3D modeling matches measurements within 4% deviation

Perpendicular Jc does not influence cross-field demagnetization

2D models show significantly higher errors

Abstract

Stacks of superconducting tapes can trap much higher magnetic fields than conventional magnets. This makes them very promising for motors and generators. However, ripple magnetic fields in these machines present a cross-field component that demagnetizes the stacks. At present, there is no quantitative agreement between measurements and modeling of cross-field demagnetization, mainly due to the need of a 3D model that takes the end effects and real micron-thick superconducting layer into account.
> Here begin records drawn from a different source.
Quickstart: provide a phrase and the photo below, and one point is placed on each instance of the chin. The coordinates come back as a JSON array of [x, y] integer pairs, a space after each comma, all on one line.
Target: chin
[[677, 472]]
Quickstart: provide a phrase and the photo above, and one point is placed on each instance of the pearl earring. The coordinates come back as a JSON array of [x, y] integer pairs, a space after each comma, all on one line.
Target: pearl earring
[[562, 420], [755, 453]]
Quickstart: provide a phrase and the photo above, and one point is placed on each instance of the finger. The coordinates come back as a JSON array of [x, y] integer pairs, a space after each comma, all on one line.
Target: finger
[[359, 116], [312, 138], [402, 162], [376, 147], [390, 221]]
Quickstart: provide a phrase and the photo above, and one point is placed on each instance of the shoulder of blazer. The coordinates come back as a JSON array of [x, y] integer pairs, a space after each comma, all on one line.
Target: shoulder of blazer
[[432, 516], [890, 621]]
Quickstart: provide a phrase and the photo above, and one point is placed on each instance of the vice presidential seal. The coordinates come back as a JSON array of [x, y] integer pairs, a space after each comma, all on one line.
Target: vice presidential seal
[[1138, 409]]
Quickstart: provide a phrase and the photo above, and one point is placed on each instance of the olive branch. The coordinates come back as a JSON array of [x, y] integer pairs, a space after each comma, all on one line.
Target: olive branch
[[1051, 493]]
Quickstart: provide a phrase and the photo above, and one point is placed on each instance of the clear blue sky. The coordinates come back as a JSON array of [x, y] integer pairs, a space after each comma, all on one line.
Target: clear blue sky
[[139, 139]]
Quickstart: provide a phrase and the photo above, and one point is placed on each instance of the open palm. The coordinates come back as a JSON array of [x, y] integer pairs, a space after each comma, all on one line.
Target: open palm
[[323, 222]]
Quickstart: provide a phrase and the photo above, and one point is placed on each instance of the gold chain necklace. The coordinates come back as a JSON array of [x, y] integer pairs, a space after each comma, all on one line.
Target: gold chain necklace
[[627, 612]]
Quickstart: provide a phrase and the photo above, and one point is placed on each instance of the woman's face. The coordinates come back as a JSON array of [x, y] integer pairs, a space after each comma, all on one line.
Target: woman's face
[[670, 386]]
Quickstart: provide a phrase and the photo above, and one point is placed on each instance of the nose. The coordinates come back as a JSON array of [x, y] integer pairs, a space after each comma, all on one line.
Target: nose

This article presents 3D modeling and measurements of cross-field demagnetization in stacks of up to 5 tapes and initial magnetization modeling of stacks of up to 15 tapes. 3D modeling of the cross-field demagnetization explicitly shows that the critical current density, $J_c$, in the direction perpendicular to the tape surface does not play a role in cross-field demagnetization. When taking the measured anisotropic magnetic field dependence of $J_c$ into account, 3D calculations agree with measurements with less than 4 % deviation, while the error of 2D modeling is much higher. Then, our 3D numerical methods can realistically predict cross-field demagnetization. Due to the force-free configuration of part of the current density, J, in the stack, better agreement with experiments will probably require measuring the Jc anisotropy for the whole solid angle range, including $J$ parallel to the magnetic field.